This week on Silicon Valley, Mike Judge’s HBO tech industry satire, the fantasy of starting a successful tech business turns into cold, hard reality. It’s fitting, really, since the transition from all the excitement of a pilot episode of a TV series to the second episode is also about giving up the glamor and settling in for the long haul.
Jargon Watch: The episode’s title, “The Cap Table,” refers to how investors’ stakes in a company add up. In the case of Silicon Valley, visionary investor Peter Gregory (the late Christopher Evan Welch) demands that Richard (Thomas Middlemarch) provide him with a business plan and a cap table before he’ll write that $200,000 check that’s worth 5 percent equity in the company.
Tech World References: There’s a pirate flag hanging in the incubator. Gregory’s Siri-like smartphone feature mishears “John Lennon’s Imagine” as “John Wayne in a Mansion.” When stripper Mochaccino arrives only to see all the nerds flee from her presence, she complains, “God, I hate Palo Alto.” When Richard is on the phone at his desk, the pin-up that’s commonly used as the default compression image for testing is on the wall behind him.
Bachman Behaving Badly: Only two episodes in and it seems like Ehrlich Bachman (T.J. Miller) is going to be a love-him-or-hate-him kind of character. He’s boorish and often clueless, but even so he’s got experience and wisdom that his younger (and much nicer) compatriots lack. In this episode, Gregory is aghast to find that Bachman owns 10 percent of Pied Piper because he lets the guys in the company crash at his incubator—and he doesn’t even pay for their food!
The primary target of Bachman’s ire is Jared (Zach Woods), who bails out on Hooli to work for Pied Piper. Jared’s a business-development guy who wears khakis, a guy with corporate skills exactly of the kind that Bachman doesn’t respect. So Bachman spends the entire episode trying to insert his dislike of Jared into conversation, to no appreciable effect.
Star of the Episode: I’d like to say it’s Big Head (Josh Brener), who really does get the focus of most of the episode, as Richard is pressured to dump him as a member of his team. While he’s a friend, he’s also pretty useless—except as Gavin Belson’s “VP of Spite,” hired just to take Richard’s best buddy away from him.
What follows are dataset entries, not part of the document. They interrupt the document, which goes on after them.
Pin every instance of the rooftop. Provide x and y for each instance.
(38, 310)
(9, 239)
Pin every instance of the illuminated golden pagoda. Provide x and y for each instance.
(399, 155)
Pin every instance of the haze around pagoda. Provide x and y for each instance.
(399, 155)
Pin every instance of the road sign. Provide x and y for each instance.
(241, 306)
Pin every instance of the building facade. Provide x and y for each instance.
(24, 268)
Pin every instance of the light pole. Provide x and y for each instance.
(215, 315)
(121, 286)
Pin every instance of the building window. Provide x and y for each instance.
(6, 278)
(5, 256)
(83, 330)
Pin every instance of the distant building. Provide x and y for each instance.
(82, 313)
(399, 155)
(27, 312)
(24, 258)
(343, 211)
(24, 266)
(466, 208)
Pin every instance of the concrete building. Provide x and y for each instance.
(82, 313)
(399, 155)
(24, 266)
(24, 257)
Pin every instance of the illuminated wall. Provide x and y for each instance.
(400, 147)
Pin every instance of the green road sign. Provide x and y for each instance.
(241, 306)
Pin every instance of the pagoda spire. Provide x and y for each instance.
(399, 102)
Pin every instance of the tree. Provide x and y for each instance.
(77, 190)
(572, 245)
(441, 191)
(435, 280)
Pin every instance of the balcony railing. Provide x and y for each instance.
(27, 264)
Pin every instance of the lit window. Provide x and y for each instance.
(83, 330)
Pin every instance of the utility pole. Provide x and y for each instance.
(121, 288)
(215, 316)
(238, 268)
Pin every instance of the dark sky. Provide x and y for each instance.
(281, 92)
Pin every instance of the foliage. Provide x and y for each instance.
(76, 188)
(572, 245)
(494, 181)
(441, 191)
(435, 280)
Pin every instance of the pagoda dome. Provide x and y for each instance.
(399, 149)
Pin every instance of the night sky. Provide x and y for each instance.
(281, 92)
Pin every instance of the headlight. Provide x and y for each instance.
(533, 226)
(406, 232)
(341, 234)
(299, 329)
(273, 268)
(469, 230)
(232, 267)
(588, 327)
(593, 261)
But really, the laurels go to Martin Starr as Guilfoyle. Starr’s security-buzzword-laden rant while proving his usefulness to the team harks back to Jack Nicholson’s rant in “A Few Good Men.”
Notable Quote: “In the hands of the enlightened, hate can be a tool for great change.”—Gavin Belson’s spiritual adviser, dispensing some mighty bad advice.
Gender Problems: Last week Gregory’s assistant was the only major female part on the show. Well, good news everyone! This week there’s a second major female part, and she’s a stripper named Mochaccino.
What Did We Learn? “This is going very poorly,” Peter Gregory says. This episode is about Richard realizing the business reality of his situation. He is no longer just a programmer with a good idea: He’s the CEO of a company. All of a sudden he needs to learn about all the aspects of running a business that go beyond the programming he’s much more comfortable with.
As terrible as Bachman usually is, he’s right in trying to have Richard think like a CEO. And the moment when he decides to keep Big Head on the team despite everyone else wanting him fired is Richard’s pivot point, the moment he finally does realize that he’s in charge and he needs to call the shots.
But as this show seems to enjoy, Richard’s moment of CEO decision-making is immediately brought down to earth. He goes to a bank to deposit his hard-earned investment check, and it turns out all he has is a personal account. No business account, no federal tax forms, nothing. It turns out that he might be excellent at programming—which is good, because Gavin is in the process of reverse-engineering his code—but when it comes to business he’s a babe in the woods. So now it’s time to learn.